L’Alliance pour la Réconciliation, la Démocratie et la République (ARDR) n’aura, finalement, pas tenu longtemps dans sa nouvelle posture de boycott des élections générales de 2016 sous le fallacieux prétexte que la Cour Constitutionnelle (CC), censée valider les résultats, dans sa composition actuelle, ne serait ni impartiale, ni indépendante.
On ne le dira jamais assez, cette décision de l’opposition politique regroupée au sein de l’ARDR, en plus du ridicule qui la couvrait, témoignait de l’absence d’imagination créatrice pour définir une ligne politique cohérente au niveau de cette structure trop marquée par une diabolisation à outrance de l »adversaire en lieu et place d’un débat politique productif et susceptible de faire avancer le pays ! Dans ces mêmes colonnes, nous avions démontré les ressorts profonds qui sous-tendaient la démarche de l’ARDR qui, en réalité, ne voyait plus son avenir dans l’organisation d’élections libres et transparentes en 2016, mais bien dans un raccourci de l’actuel mandat présidentiel en tentant de créer toutes les conditions possibles pour rendre le pays ingouvernable.
Depuis des mois, nous n’avions cessé de percevoir le profond désarroi moral qui s’est emparé des leaders de l’ARDR dont les troupes ne semblaient plus en ordre de bataille, car traversées par des dissensions internes préjudiciables à l’unité et à la cohésion indispensables à toute victoire électorale. Face au rouleau compresseur du régime de la renaissance du Niger auréolé d’un bilan flatteur, il fallait montrer autre chose que ce spectacle désolant qu’offrait une opposition sans âme véritable qui réduisait le débat politique national à de lamentables attaques personnelles gratuites dans lesquelles les Nigériens ne se retrouvaient pas. En même temps qu’elle annonçait son intention de boycotter les futurs scrutins, l’ARDR, paradoxalement, appelait aussi à la formation d’un large front républicain pour soi-disant barrer la route à Issoufou Mahamadou ! Que faudrait-il entendre par-là de la part des gens affirmant qu’ils n’iraient pas aux élections ? Comment un tel front républicain pourrait-il être formé en dehors du cadre électoral qui permet justement des regroupements politiques de ce genre ? A moins d’entendre par cette formule un mouvement insurrectionnel qui sortirait ainsi du cadre légal et démocratique ! Comme on le voit, notre chère ARDR n’est pas à une contradiction près, démocrate la veille, quand cela l’arrange, putschiste le lendemain, le cas échéant ! S’étant alors aperçue de la stupidité de la décision de boycott des élections et du peu d’échos qu’elle a rencontrés au niveau de la communauté internationale, l’ARDR vient d’opérer un revirement spectaculaire la semaine passée en demandant la convocation de la réunion du Conseil National de Dialogue Politique (CNDP).
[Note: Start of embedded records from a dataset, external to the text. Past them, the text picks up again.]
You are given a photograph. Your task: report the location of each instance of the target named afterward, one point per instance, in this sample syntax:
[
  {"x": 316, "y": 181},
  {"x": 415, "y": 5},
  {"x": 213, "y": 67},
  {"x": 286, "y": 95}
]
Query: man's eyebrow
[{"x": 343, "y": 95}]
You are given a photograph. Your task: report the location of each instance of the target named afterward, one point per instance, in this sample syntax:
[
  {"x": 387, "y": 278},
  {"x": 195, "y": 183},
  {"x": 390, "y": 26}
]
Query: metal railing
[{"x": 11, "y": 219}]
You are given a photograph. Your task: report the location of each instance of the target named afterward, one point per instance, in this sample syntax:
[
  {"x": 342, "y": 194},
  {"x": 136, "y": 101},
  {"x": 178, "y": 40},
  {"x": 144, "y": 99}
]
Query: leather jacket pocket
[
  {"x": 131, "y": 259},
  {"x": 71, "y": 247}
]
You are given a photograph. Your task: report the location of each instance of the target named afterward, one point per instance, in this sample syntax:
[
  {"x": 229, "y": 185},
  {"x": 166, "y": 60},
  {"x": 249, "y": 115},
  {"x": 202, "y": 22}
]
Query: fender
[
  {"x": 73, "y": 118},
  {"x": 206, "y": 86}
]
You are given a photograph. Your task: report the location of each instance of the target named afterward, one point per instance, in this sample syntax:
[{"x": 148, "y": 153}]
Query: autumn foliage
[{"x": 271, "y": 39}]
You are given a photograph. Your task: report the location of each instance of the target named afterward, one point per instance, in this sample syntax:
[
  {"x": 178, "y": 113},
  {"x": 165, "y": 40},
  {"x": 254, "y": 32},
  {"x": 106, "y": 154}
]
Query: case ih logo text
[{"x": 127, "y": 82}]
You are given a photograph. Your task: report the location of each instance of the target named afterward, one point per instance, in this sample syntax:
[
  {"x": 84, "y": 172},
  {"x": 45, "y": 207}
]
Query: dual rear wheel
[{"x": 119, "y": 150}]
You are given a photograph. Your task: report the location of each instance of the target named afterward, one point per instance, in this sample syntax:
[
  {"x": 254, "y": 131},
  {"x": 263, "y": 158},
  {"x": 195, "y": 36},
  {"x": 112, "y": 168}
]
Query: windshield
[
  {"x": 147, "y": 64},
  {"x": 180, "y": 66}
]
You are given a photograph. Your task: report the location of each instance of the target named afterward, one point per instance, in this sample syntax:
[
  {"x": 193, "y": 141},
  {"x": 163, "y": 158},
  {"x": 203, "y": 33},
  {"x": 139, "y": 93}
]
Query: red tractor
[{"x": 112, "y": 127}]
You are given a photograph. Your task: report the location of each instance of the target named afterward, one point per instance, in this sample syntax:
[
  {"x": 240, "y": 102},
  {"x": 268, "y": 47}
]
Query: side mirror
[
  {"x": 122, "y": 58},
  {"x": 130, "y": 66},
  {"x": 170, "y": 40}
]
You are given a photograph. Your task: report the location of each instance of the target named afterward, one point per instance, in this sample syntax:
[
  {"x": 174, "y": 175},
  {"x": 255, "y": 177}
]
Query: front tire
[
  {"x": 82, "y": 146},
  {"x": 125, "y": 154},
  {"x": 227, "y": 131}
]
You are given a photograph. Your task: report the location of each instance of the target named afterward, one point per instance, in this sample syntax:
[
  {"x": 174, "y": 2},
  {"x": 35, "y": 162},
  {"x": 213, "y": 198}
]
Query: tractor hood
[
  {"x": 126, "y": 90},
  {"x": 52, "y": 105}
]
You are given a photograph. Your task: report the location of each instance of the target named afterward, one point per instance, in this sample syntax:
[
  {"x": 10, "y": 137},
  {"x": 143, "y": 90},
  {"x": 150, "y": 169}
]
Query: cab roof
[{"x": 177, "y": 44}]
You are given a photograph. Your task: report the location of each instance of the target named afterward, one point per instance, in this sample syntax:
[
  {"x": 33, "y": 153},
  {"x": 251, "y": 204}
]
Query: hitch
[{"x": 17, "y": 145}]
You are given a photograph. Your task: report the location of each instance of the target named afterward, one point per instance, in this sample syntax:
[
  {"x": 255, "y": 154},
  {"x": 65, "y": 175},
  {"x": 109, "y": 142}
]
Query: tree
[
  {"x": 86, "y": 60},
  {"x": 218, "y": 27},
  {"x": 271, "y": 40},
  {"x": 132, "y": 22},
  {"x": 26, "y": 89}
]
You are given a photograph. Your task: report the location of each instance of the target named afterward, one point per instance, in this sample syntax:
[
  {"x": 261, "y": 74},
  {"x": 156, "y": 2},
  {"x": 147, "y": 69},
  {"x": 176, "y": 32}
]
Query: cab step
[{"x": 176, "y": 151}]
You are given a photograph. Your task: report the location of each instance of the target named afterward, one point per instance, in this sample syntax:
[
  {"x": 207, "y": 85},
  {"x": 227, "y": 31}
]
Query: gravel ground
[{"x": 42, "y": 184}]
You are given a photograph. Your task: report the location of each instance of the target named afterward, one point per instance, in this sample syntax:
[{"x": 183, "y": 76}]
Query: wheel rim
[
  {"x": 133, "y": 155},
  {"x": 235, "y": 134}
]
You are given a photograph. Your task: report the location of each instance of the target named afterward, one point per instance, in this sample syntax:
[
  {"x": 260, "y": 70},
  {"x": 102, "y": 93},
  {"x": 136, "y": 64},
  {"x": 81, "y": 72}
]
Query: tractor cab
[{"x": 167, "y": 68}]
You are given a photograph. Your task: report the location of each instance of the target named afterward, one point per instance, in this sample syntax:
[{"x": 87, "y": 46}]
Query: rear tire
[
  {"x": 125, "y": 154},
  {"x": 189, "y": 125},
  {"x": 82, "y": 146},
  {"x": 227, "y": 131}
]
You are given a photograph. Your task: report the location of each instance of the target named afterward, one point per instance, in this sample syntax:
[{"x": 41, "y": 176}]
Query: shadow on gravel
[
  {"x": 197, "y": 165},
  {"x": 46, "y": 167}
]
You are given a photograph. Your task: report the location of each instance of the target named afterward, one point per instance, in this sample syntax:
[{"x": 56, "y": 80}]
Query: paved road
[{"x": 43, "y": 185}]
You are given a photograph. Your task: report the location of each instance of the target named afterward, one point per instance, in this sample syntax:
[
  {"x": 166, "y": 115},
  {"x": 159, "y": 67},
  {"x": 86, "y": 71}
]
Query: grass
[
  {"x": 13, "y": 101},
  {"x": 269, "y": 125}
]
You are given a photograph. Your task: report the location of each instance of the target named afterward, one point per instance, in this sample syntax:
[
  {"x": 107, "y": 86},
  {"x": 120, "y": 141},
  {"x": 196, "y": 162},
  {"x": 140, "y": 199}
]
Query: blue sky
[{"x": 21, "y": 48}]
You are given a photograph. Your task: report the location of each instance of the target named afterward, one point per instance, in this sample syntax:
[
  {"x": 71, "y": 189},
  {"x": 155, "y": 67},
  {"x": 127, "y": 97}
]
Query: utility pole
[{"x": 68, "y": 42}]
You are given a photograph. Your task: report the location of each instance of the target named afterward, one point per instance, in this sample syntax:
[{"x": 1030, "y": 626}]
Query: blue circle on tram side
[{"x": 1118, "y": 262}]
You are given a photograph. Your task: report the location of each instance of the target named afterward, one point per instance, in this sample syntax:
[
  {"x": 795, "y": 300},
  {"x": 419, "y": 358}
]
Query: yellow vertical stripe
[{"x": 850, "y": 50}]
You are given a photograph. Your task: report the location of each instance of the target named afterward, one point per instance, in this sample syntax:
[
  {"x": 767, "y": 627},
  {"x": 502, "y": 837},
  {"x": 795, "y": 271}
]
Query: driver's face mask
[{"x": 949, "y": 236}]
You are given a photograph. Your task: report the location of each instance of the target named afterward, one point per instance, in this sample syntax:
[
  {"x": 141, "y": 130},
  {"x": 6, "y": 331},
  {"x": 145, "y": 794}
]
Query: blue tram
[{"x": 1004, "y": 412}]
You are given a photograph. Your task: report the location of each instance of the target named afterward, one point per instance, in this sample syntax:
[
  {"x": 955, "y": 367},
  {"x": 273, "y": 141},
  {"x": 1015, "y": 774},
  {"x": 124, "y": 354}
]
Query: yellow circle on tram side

Enormissime surprise quand on sait que depuis plusieurs mois, depuis qu’elle n’avait plus les élections générales de 2016 dans sa ligne de mire, l’ARDR boudait les rencontres périodiques de cette instance de facilitation des rapports politiques entre acteurs politiques ! Seini Oumarou, Mahamane, le parti »Kay na turey » et les autres petits marteaux de l’ARDR genre Ousseini Salatou et Me Souley Oumarou, avaient alors estimé qu’ils n’avaient plus rien à faire au sein du CNDP, rompant ainsi avec une tradition politique qui avait jusque-là bien marché au Niger, car ayant permis de régler, en amont, certaines questions d’importance majeure que le cadre restreint de cet article ne nous permet pas de passer en revue.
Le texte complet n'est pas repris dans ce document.